Like her equally prominent Surrealist friend, Leonora Carrington, Varo had little patience with or interest in well-established rules. For this self-proclaimed Sunday painter, the matters of the universe have only two identifiable tendencies: to harden and to soften. These tendencies draw the line between organic and inorganic matter, the former being, in Varo’s view, the more ambitious. Against such prevailing dispositions, spirits “in the habit of spitting” populate her texts, mirroring the androgynous alter egos in her paintings. She constructs these spirits in language with the same affection and attention to uncanny details that make her visual work so stunning and hard to pin down.

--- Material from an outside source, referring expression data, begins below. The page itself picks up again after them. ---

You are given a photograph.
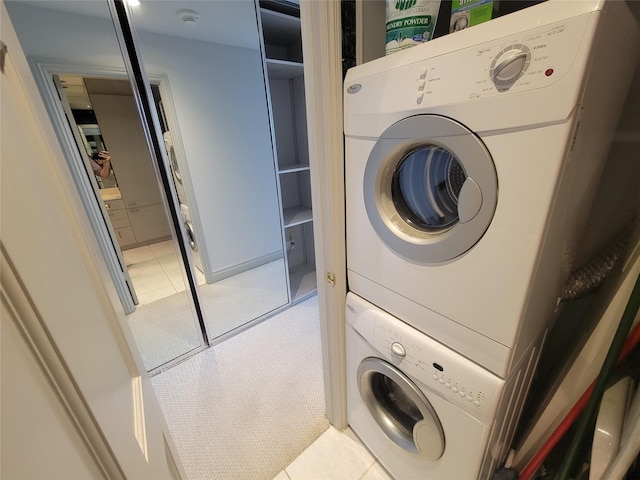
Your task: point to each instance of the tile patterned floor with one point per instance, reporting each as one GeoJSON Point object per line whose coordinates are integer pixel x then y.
{"type": "Point", "coordinates": [155, 271]}
{"type": "Point", "coordinates": [335, 455]}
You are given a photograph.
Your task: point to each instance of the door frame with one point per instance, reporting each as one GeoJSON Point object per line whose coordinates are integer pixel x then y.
{"type": "Point", "coordinates": [322, 51]}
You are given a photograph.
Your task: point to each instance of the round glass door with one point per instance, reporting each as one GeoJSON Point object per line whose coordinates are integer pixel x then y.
{"type": "Point", "coordinates": [425, 187]}
{"type": "Point", "coordinates": [400, 409]}
{"type": "Point", "coordinates": [430, 188]}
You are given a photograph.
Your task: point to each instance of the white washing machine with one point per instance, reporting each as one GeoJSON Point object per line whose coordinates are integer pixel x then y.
{"type": "Point", "coordinates": [471, 161]}
{"type": "Point", "coordinates": [424, 411]}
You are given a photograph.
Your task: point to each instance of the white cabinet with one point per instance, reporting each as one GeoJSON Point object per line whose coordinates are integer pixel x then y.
{"type": "Point", "coordinates": [285, 78]}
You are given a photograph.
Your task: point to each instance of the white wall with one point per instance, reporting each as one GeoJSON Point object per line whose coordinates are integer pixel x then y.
{"type": "Point", "coordinates": [219, 98]}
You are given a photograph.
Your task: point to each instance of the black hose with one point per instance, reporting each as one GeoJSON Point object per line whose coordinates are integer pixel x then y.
{"type": "Point", "coordinates": [589, 415]}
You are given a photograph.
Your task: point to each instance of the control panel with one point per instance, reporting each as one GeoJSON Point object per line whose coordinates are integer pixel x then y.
{"type": "Point", "coordinates": [534, 59]}
{"type": "Point", "coordinates": [455, 378]}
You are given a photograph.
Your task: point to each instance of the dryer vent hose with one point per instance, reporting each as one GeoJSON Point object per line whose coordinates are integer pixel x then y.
{"type": "Point", "coordinates": [593, 274]}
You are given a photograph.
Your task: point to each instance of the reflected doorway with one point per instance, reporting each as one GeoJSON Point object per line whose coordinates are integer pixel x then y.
{"type": "Point", "coordinates": [106, 119]}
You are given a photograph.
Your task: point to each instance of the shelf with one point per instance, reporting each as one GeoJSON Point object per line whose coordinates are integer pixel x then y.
{"type": "Point", "coordinates": [303, 282]}
{"type": "Point", "coordinates": [296, 216]}
{"type": "Point", "coordinates": [284, 69]}
{"type": "Point", "coordinates": [278, 28]}
{"type": "Point", "coordinates": [293, 168]}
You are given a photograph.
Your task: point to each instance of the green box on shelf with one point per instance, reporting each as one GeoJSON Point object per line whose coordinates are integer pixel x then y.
{"type": "Point", "coordinates": [467, 13]}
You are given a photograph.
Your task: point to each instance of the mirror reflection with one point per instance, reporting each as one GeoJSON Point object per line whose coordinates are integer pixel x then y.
{"type": "Point", "coordinates": [211, 102]}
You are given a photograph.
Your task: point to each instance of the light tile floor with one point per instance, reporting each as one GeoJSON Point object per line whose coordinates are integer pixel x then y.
{"type": "Point", "coordinates": [155, 271]}
{"type": "Point", "coordinates": [335, 455]}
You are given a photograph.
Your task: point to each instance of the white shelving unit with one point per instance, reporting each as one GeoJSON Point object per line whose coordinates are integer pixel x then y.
{"type": "Point", "coordinates": [283, 47]}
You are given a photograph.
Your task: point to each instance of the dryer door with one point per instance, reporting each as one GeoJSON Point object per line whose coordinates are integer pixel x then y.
{"type": "Point", "coordinates": [430, 188]}
{"type": "Point", "coordinates": [400, 409]}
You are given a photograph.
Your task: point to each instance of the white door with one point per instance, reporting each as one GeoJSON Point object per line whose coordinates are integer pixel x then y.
{"type": "Point", "coordinates": [56, 284]}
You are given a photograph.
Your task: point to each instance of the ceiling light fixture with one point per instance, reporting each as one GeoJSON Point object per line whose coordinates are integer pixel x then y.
{"type": "Point", "coordinates": [188, 17]}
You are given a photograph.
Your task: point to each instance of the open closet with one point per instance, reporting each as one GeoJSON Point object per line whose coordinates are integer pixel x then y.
{"type": "Point", "coordinates": [282, 48]}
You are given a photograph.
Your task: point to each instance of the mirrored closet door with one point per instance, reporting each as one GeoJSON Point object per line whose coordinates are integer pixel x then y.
{"type": "Point", "coordinates": [191, 234]}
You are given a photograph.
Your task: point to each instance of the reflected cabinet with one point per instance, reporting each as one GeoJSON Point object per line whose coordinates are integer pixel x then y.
{"type": "Point", "coordinates": [282, 43]}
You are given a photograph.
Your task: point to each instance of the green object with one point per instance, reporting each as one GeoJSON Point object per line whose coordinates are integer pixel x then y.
{"type": "Point", "coordinates": [409, 23]}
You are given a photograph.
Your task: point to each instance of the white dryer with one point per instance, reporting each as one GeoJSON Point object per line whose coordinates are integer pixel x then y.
{"type": "Point", "coordinates": [424, 411]}
{"type": "Point", "coordinates": [471, 161]}
{"type": "Point", "coordinates": [182, 199]}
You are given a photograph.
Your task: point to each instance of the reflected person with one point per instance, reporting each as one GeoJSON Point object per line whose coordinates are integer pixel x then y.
{"type": "Point", "coordinates": [101, 163]}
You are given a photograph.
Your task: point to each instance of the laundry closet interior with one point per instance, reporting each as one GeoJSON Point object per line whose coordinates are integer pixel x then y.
{"type": "Point", "coordinates": [233, 183]}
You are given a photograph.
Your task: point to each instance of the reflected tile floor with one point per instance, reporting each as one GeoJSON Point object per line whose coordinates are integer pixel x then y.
{"type": "Point", "coordinates": [335, 455]}
{"type": "Point", "coordinates": [155, 271]}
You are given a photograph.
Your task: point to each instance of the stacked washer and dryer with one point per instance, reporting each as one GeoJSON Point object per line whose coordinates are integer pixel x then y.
{"type": "Point", "coordinates": [471, 161]}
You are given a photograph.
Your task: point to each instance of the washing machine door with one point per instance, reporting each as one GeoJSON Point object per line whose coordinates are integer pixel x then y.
{"type": "Point", "coordinates": [430, 188]}
{"type": "Point", "coordinates": [400, 409]}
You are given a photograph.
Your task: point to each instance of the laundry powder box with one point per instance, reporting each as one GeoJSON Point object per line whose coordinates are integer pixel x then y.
{"type": "Point", "coordinates": [467, 13]}
{"type": "Point", "coordinates": [409, 23]}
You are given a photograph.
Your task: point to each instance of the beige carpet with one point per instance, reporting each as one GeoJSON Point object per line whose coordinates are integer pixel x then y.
{"type": "Point", "coordinates": [244, 409]}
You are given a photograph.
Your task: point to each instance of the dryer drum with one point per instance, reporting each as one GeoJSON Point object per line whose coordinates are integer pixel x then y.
{"type": "Point", "coordinates": [425, 188]}
{"type": "Point", "coordinates": [430, 188]}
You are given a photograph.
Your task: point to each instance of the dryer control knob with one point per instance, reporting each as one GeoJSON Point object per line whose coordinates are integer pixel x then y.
{"type": "Point", "coordinates": [509, 65]}
{"type": "Point", "coordinates": [398, 349]}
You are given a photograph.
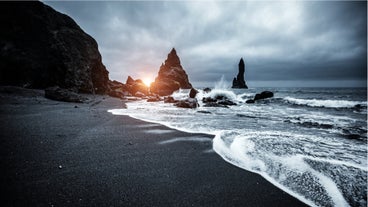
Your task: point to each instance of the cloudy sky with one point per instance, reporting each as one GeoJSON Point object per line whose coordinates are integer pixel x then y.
{"type": "Point", "coordinates": [284, 43]}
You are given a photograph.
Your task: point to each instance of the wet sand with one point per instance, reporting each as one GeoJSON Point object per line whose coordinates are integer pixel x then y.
{"type": "Point", "coordinates": [67, 154]}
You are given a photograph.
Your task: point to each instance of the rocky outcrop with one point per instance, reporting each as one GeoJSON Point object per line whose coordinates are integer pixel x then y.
{"type": "Point", "coordinates": [136, 86]}
{"type": "Point", "coordinates": [193, 92]}
{"type": "Point", "coordinates": [171, 76]}
{"type": "Point", "coordinates": [59, 94]}
{"type": "Point", "coordinates": [263, 95]}
{"type": "Point", "coordinates": [217, 101]}
{"type": "Point", "coordinates": [130, 88]}
{"type": "Point", "coordinates": [260, 96]}
{"type": "Point", "coordinates": [187, 103]}
{"type": "Point", "coordinates": [40, 48]}
{"type": "Point", "coordinates": [239, 81]}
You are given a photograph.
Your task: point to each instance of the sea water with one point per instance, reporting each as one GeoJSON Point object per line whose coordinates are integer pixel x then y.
{"type": "Point", "coordinates": [309, 142]}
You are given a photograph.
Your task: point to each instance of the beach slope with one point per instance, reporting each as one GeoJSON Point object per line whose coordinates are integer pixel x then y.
{"type": "Point", "coordinates": [67, 154]}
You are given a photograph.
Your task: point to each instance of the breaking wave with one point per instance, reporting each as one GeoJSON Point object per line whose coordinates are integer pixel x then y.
{"type": "Point", "coordinates": [326, 103]}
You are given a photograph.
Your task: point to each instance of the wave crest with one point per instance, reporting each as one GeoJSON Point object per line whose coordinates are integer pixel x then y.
{"type": "Point", "coordinates": [326, 103]}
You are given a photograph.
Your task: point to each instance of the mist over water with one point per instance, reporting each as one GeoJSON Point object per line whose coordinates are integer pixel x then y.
{"type": "Point", "coordinates": [310, 142]}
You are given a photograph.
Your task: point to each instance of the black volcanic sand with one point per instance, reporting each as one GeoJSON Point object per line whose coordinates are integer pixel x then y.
{"type": "Point", "coordinates": [67, 154]}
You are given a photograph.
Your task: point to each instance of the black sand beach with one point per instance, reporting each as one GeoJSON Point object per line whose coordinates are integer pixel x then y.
{"type": "Point", "coordinates": [67, 154]}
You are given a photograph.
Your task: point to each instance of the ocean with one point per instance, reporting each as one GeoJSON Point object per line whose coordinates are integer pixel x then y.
{"type": "Point", "coordinates": [309, 142]}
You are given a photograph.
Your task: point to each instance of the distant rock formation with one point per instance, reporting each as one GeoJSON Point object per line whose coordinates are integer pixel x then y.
{"type": "Point", "coordinates": [40, 48]}
{"type": "Point", "coordinates": [239, 81]}
{"type": "Point", "coordinates": [171, 76]}
{"type": "Point", "coordinates": [134, 86]}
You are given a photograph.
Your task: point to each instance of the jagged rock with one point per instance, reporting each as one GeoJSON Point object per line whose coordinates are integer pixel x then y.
{"type": "Point", "coordinates": [134, 86]}
{"type": "Point", "coordinates": [154, 99]}
{"type": "Point", "coordinates": [169, 99]}
{"type": "Point", "coordinates": [207, 90]}
{"type": "Point", "coordinates": [187, 103]}
{"type": "Point", "coordinates": [208, 100]}
{"type": "Point", "coordinates": [193, 92]}
{"type": "Point", "coordinates": [139, 94]}
{"type": "Point", "coordinates": [263, 95]}
{"type": "Point", "coordinates": [130, 81]}
{"type": "Point", "coordinates": [226, 103]}
{"type": "Point", "coordinates": [59, 94]}
{"type": "Point", "coordinates": [239, 81]}
{"type": "Point", "coordinates": [218, 101]}
{"type": "Point", "coordinates": [214, 104]}
{"type": "Point", "coordinates": [171, 76]}
{"type": "Point", "coordinates": [40, 48]}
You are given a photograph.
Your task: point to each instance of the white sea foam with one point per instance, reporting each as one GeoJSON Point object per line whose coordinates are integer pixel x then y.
{"type": "Point", "coordinates": [186, 139]}
{"type": "Point", "coordinates": [325, 103]}
{"type": "Point", "coordinates": [312, 163]}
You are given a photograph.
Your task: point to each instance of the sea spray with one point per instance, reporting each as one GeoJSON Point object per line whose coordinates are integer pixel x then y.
{"type": "Point", "coordinates": [317, 154]}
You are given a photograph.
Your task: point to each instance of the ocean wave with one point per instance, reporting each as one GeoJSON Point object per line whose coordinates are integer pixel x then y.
{"type": "Point", "coordinates": [283, 158]}
{"type": "Point", "coordinates": [326, 103]}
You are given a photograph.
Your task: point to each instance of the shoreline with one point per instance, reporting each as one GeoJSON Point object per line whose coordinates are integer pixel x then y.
{"type": "Point", "coordinates": [57, 153]}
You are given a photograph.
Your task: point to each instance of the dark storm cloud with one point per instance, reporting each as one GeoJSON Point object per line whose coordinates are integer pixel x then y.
{"type": "Point", "coordinates": [278, 40]}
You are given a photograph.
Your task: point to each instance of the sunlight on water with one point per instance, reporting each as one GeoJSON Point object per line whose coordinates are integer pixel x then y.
{"type": "Point", "coordinates": [311, 147]}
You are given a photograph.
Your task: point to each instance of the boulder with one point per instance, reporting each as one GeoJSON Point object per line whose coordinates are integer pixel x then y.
{"type": "Point", "coordinates": [59, 94]}
{"type": "Point", "coordinates": [226, 103]}
{"type": "Point", "coordinates": [207, 90]}
{"type": "Point", "coordinates": [187, 103]}
{"type": "Point", "coordinates": [263, 95]}
{"type": "Point", "coordinates": [208, 100]}
{"type": "Point", "coordinates": [239, 81]}
{"type": "Point", "coordinates": [139, 94]}
{"type": "Point", "coordinates": [41, 48]}
{"type": "Point", "coordinates": [134, 86]}
{"type": "Point", "coordinates": [214, 104]}
{"type": "Point", "coordinates": [169, 99]}
{"type": "Point", "coordinates": [193, 92]}
{"type": "Point", "coordinates": [154, 99]}
{"type": "Point", "coordinates": [171, 76]}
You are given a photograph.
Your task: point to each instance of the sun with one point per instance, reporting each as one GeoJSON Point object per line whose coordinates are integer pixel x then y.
{"type": "Point", "coordinates": [147, 81]}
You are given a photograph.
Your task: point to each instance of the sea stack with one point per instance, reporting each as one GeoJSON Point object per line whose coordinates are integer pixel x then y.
{"type": "Point", "coordinates": [239, 81]}
{"type": "Point", "coordinates": [40, 48]}
{"type": "Point", "coordinates": [171, 76]}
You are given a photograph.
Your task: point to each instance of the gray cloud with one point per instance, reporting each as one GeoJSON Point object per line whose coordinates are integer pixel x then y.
{"type": "Point", "coordinates": [280, 41]}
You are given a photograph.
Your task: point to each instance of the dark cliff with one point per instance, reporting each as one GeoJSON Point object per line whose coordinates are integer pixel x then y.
{"type": "Point", "coordinates": [239, 81]}
{"type": "Point", "coordinates": [40, 47]}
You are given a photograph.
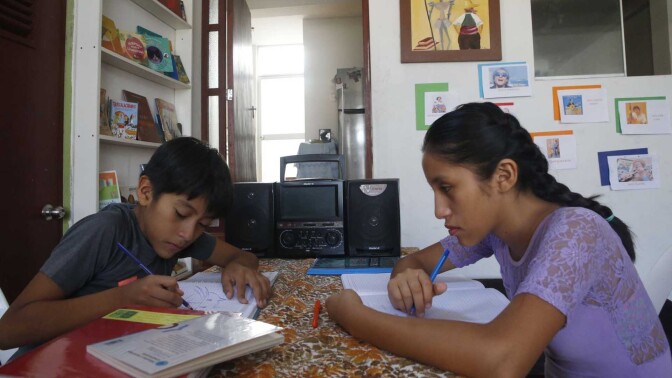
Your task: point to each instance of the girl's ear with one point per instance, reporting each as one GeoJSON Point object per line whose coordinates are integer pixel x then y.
{"type": "Point", "coordinates": [506, 175]}
{"type": "Point", "coordinates": [144, 191]}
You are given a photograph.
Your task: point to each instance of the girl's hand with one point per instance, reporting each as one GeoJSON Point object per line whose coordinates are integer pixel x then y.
{"type": "Point", "coordinates": [340, 306]}
{"type": "Point", "coordinates": [412, 288]}
{"type": "Point", "coordinates": [154, 290]}
{"type": "Point", "coordinates": [239, 276]}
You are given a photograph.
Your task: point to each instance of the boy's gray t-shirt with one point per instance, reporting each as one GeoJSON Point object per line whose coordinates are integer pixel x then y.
{"type": "Point", "coordinates": [87, 260]}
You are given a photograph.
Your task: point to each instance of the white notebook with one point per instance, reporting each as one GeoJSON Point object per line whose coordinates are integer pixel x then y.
{"type": "Point", "coordinates": [465, 300]}
{"type": "Point", "coordinates": [204, 292]}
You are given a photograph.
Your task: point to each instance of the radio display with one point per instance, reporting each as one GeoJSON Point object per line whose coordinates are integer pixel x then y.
{"type": "Point", "coordinates": [310, 202]}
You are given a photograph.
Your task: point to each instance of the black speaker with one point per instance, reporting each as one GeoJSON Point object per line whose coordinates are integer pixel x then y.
{"type": "Point", "coordinates": [250, 225]}
{"type": "Point", "coordinates": [372, 218]}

Varo’s writings and paintings express her appetite for realities that proudly escape constraints while. She rewrote histories and myths to accommodate a desire for an unattainable freedom and for conjuring science and magic. Hers is a written universe of climbing, self-clinging ideas that manifest as the plants and animals accompanying the solitary female alchemist (a recurring theme in Varo’s oeuvre), on the lookout for higher understandings of the metaphysical. Disobedient Plant (Planta insumisa), one of the many entries in Varo’s preserved manuscript, demonstrates her refusal of conventional notions of people by blurring the distinction between the human and everything else:

This scientist is experimenting with various plants and vegetables. He’s puzzled because there’s a rebellious plant. All the plants are already sending out tendrils in the shape of figures and formulas, except for one that insists on producing a flower, and the only mathematical tendril it sent out at first, and which falls on the table, was very frail and withered and, moreover, wrong, since it says “Two and two are almost four.” Every hair of the scientist is a mathematical formula.

Humorous and experimental, Letters, Dreams & Other Writings is a book that seems to enjoy itself just as Varo must have enjoyed herself while writing the texts, many of which seem inspired by the Surrealist technique of automatic writing. Yet, it would be wrong to assume that these light-hearted, unassuming texts are only formal experiments in thought and language or to reduce them to biographical sketches. Varo regarded the telephone as “an inhibitive apparatus, too cold for communication. But writing letters to one another is different.” Recording dreams and epiphanies, as well as the Surrealist dialogues that question common logic was fundamental to her practice. We can take pleasure in Varo’s intimate musings, but we should also acknowledge the writings as creative works that are as significant and intoxicating as her visual art.

Letters, Dreams & Other Writings by Remedios Varo, translated by Margaret Carson (2018) is published by Wakefield Press and is available from Amazon and other online retailers.